Early this month he will move his offices into the heart of the neighborhood,
to the East Baltimore Community Resource Center in the formerly vacant
school at Chase and Rutland. This will be a community meeting place,
complete with an outdoor play area, where residents can get information
about project details, including housing options. It will be headquarters
for counselors and others who will work with families from the start
of relocation and beyond. Clear and comprehensive materials, including a Web site
(www.ebdi.org), have been developed
to keep residents informed. With the City of Baltimore and Living Classrooms,
Shannon is launching a lot-cleaning program so that families will have
a clean, green environment even in a period of disruption. And two of
EBDI's key partners in the project, Hopkins and the Baltimore-based
Annie E. Casey Foundation, one of the nation's largest, each have contributed
$5 million toward relocation benefits. "That's been a tremendously important component of
our program. It offers families critically needed additional resources
to help insure a successful relocation and settlement into their new
communities," says Shannon. "Over the last six months, we've
been able to develop a stronger relationship with the community. People
are becoming more confident in the ability of EBDI and the City to implement
this program." Before coming to Baltimore, Shannon was associate vice
president for economic development at the University of Pennsylvania.
As part of a team that worked on community initiatives, he helped develop
a live-near-your-work program; dealt with the politically charged clash
between on-street vendors and retailers adjacent to the campus; helped
steer the university's business to minority, women-owned and locally
based businesses; acquired properties; and worked to launch a state-wide,
$100 million program designed to foster greater biotechnology business.

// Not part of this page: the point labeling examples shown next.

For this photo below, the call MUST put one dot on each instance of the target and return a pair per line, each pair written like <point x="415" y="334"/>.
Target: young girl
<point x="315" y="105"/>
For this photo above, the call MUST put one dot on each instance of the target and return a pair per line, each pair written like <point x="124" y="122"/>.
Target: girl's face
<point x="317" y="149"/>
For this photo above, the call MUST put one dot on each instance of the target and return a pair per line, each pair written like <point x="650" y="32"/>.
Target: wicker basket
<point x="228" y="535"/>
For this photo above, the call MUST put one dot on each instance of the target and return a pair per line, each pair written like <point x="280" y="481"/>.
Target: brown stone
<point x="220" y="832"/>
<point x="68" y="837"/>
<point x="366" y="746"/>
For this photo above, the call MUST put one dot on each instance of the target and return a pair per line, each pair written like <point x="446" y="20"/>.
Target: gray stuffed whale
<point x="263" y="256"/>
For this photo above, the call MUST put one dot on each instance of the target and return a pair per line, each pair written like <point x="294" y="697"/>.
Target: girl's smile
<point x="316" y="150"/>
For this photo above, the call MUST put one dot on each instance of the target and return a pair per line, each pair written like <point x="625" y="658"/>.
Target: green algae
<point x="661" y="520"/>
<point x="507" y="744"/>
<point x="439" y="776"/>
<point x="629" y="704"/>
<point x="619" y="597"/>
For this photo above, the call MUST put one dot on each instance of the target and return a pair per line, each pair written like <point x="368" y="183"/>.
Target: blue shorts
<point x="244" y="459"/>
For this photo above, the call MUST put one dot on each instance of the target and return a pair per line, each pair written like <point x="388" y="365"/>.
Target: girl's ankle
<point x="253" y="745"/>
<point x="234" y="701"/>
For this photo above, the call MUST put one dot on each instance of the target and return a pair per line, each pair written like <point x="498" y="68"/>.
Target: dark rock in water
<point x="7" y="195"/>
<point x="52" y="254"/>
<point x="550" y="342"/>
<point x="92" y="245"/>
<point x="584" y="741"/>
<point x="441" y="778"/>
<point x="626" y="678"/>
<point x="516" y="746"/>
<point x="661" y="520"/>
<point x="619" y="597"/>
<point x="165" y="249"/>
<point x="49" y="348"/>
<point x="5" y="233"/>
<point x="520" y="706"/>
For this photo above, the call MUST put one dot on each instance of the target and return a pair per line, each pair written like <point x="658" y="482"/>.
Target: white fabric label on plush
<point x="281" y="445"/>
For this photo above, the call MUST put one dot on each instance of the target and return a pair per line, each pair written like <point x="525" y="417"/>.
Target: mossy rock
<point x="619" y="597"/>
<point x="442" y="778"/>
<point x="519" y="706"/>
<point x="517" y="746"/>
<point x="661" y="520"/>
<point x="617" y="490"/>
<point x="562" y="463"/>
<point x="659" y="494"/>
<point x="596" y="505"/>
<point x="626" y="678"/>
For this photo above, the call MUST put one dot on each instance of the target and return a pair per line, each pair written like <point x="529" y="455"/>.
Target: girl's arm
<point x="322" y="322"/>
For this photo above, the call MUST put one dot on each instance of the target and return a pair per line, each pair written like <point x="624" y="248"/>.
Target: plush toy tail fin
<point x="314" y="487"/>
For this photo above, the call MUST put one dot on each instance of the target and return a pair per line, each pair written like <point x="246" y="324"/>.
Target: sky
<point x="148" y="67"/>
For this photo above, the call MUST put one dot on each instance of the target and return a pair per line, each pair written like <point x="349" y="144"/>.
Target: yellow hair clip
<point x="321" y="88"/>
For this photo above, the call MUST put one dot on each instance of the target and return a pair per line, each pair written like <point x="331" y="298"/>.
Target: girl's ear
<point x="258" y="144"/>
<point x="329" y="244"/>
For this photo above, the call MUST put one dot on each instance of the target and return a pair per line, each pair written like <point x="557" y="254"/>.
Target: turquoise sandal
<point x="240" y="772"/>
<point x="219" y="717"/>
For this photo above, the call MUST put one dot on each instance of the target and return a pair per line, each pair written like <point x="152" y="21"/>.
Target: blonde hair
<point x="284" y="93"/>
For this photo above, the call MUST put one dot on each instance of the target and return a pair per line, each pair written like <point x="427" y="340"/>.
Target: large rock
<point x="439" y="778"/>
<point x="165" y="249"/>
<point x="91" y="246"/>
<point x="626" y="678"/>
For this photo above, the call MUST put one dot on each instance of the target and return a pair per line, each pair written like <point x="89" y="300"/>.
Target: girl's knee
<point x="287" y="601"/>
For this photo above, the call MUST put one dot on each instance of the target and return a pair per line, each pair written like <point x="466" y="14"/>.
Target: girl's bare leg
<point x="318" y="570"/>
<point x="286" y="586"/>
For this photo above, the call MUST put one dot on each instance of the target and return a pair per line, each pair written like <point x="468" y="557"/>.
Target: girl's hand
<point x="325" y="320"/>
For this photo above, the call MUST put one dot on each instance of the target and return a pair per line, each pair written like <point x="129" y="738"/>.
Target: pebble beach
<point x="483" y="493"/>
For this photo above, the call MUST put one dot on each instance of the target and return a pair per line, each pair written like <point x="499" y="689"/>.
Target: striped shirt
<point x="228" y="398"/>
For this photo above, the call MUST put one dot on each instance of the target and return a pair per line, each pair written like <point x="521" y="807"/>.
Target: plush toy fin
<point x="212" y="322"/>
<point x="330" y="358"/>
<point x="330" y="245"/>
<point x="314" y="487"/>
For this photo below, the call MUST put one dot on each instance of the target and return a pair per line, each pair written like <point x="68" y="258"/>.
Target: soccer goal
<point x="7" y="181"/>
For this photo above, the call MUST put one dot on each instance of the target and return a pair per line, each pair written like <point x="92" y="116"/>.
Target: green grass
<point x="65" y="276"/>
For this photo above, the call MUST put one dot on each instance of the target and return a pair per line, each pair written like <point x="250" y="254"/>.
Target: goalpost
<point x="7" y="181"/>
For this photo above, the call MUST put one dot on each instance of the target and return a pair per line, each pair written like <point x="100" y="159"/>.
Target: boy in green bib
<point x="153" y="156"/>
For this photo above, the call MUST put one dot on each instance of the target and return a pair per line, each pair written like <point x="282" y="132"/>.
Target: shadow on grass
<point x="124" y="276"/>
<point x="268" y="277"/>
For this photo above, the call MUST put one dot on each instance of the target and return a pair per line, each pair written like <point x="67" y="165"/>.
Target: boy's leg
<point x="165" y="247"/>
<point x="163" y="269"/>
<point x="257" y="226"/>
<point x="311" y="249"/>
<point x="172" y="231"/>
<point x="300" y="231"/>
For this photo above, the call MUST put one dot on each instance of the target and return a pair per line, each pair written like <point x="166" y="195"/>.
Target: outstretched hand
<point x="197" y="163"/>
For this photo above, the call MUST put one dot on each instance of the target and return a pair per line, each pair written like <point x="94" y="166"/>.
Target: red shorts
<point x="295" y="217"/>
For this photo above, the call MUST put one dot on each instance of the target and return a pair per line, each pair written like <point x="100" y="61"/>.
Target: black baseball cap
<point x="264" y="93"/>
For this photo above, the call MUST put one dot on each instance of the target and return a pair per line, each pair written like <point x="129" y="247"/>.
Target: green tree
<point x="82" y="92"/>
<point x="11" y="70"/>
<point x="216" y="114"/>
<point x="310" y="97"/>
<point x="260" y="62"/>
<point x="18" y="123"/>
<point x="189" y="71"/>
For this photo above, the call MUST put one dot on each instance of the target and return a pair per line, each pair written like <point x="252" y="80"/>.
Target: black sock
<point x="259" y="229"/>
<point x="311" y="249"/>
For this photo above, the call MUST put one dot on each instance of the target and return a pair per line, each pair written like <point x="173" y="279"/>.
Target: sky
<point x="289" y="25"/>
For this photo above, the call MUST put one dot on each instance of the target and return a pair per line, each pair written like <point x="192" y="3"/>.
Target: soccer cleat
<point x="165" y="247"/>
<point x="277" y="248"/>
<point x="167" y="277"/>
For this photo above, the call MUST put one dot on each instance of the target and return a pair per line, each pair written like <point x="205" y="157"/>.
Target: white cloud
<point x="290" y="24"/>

He is keenly interested in how partnerships between academia,
business and government can leverage research to new business opportunities.
He is a 2003 Eisenhower fellow, and had he not taken the EBDI job, that
issue is one he would have studied last summer while on a fellowship-sponsored
sabbatical in Ireland, a country that has been able to overcome a brain
drain, keep its best and brightest and bring back others. Shannon grew up in Camden, N.J., in a neighborhood not
unlike East Baltimore, in a row house not unlike those that line the
streets around the medical campus. He returned to Camden after college
and worked for the Camden Waterfront Redevelopment project. He was elected
to the school board, was briefly managing director of the City of Camden,
and practiced law. Camden, he says, was much like East Baltimore. "It
had suffered from disinvestment over a period of time, but it was also
a community that had great pride in its neighborhoods and was blessed
with a strong core of committed leadership." His interest in urban development was honed, he says,
"after seeing what happens to once-great communities such as Camden
when businesses pull out or when government turns a blind eye to the
needs of the neighborhoods. And also after realizing that if we are
a nation that has the greatest prosperity of any in the world but at
the same time can't take care of the needs of our most vulnerable in
places like Camden and East Baltimore, then our nation's long term future
is in jeopardy." When Shannon was looking at the EBDI job, his wife said:
"I've been married to you for a dozen years now, and I've never
really quite figured out what you do for a living. But based on what
I do know about what makes you tick, this job sounds like it's been
made for you." He has all the right credentials, but Shannon says
nothing, really, could fully prepare him, or anyone, for the daunting
task ahead. "It's so huge, so ambitious, and so critically important."